NEW DELHI: Congress leader Jagdish Tytler and businessman Abhishek Verma were today put on trial by a Delhi court which said they had prima facie dishonestly used a fake letter addressed to then Prime Minister Manmohan Singh by then Minister of State for Home Ajay Maken in 2009 to obtain illegal gratification from a private firm.
Special Judge Anju Bajaj Chandna framed charges against both the accused observing that it was evident that Tytler had full knowledge of the nature and purpose of transaction being entered into between Verma and officials of M/s ZTE Telecom India Pvt Ltd.
The court framed charges against Tytler, who is out on bail, for alleged offences under various sections of IPC including 120-B (criminal conspiracy) read with 420 (cheating) and 471 (using as genuine a forged document) and under section 8 of the Prevention of Corruption (PC) Act dealing with taking gratification by corrupt or illegal means to influence public servant.
Verma, who is in judicial custody in various cases lodged against him, was put on trial for alleged offences under sections 120-B read with 420, 471, 511 (attempt to commit an offence) of IPC and under section 8 of the PC Act. The court said prima facie, both the accused had tried to cheat the officials of ZTE Telecom India Pvt Ltd on the basis of forged letter and Verma had demanded bribe of Rs 50 lakh to sort out the visa issue of their employees.
"....Accused Jagdish Tytler also had shown forged letter of Ajay Maken, then Home Minister for State, addressed to Prime Minister in the presence of your coaccused Abhishek Verma to the officials of M/s ZTE Telecom India Pvt Ltd to make them believe that visa problem was being sorted out through them and you thereby committed an offence punishable under section 120B read with section 8 of PC Act, 471 IPC and 420 IPC and within my cognizance," the judge said.

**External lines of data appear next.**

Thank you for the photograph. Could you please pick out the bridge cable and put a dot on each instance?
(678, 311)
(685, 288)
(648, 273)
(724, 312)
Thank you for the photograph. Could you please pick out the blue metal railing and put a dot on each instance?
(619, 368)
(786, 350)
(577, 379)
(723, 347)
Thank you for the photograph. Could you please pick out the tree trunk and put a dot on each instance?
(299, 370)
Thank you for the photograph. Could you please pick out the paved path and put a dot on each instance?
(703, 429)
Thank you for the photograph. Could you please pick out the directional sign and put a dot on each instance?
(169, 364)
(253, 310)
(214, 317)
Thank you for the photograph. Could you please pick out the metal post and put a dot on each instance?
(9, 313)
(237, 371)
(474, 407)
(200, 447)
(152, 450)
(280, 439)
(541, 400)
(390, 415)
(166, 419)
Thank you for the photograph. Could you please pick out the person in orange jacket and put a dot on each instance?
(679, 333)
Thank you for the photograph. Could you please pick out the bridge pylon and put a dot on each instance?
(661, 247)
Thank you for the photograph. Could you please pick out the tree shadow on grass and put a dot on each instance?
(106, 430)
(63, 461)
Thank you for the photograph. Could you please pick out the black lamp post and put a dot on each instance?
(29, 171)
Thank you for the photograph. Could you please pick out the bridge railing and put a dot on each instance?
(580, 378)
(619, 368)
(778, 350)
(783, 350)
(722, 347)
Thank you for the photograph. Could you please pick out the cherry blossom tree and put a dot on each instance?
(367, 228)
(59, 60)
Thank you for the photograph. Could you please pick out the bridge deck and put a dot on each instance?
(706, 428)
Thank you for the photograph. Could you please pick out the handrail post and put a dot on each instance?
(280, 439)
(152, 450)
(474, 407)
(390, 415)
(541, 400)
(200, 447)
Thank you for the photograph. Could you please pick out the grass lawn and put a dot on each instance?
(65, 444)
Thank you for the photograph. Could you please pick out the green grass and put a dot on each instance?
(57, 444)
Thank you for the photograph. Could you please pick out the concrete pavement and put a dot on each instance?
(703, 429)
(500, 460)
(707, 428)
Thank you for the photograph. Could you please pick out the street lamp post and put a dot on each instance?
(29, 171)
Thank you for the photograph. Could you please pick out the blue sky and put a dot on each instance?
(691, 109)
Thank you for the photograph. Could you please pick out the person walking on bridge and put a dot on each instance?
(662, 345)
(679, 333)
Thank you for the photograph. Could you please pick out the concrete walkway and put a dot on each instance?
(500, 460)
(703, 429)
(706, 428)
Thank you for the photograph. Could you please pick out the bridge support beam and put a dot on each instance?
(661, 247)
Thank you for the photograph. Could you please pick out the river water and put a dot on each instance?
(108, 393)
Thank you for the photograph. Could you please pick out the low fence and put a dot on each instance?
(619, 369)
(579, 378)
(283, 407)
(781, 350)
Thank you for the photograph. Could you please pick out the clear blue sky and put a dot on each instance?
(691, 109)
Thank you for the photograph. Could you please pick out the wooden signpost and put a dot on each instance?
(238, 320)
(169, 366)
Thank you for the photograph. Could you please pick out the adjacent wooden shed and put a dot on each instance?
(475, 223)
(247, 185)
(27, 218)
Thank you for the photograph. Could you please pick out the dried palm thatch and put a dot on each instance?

"Secondly, that you (Tytler) with your coaccused Abhishek Verma... in pursuance to the aforesaid criminal conspiracy dishonestly and fraudulently used as genuine fake and forged letter addressed to Prime Minister from Ajay Maken purported to be issued by Ajay Maken, which you both knew at the time you used it to be a forged document in order to obtain illegal gratification from M/s ZTE Telecom India Pvt Ltd...," the court said.
After framing of charges against them, both Tytler and Verma pleaded not guilty and claimed trial before the court which posted the matter for March 8 next year for recording of prosecution evidence. During the arguments earlier, both the accused had denied the allegations levelled against them by CBI.
Regarding Verma, the court said, "....in pursuance to the said criminal conspiracy you, accused Abhishek Verma, during the aforesaid period and place, attempted to cheat M/s ZTE Telecom India Pvt Ltd by dishonestly inducing its officials to deliver amount of Rs 50 lakh on the basis of fake and forged letter addressed to Prime Minister purported to be issued by Ajay Maken by getting the agreement forwarded through C Edmonds Allen of M/s Ganton USA..."
CBI had chargesheeted both the accused alleging that M/s ZTE Telecom India Pvt Ltd was adversely affected by the order in which it was said that all foreigners, who were already in India on business visa and engaged in executing projects or contracts, should leave the country on expiry of their existing visas or by October 31, 2009 which ever was earlier.
It had alleged that firm's official had in October 2009 contacted Verma who said there would be cost implications to sort out this problem with government and further a formal request be made to then Union Home Minister P Chidambaram and the Maken. CBI further claimed that a meeting took place at Tytler's residence where Verma and firm's official were present and during another meeting, the purported forged letter of Maken addressed to the Prime Minister was shown to make them believe that visa problem was being sorted out through them.
CBI said that probe has revealed that letter purportedly written by Maken was not a genuine letter and there was no dispatch number or office correspondence number.
While framing charges, the judge said, "on examining the facts of the case with respect to role played by A2 (Tytler), I find that conspiracy is clear with two circumstances and it can conveniently be inferred that A2 had the knowledge and consent to the nature of transaction proposed by A1 (Verma)."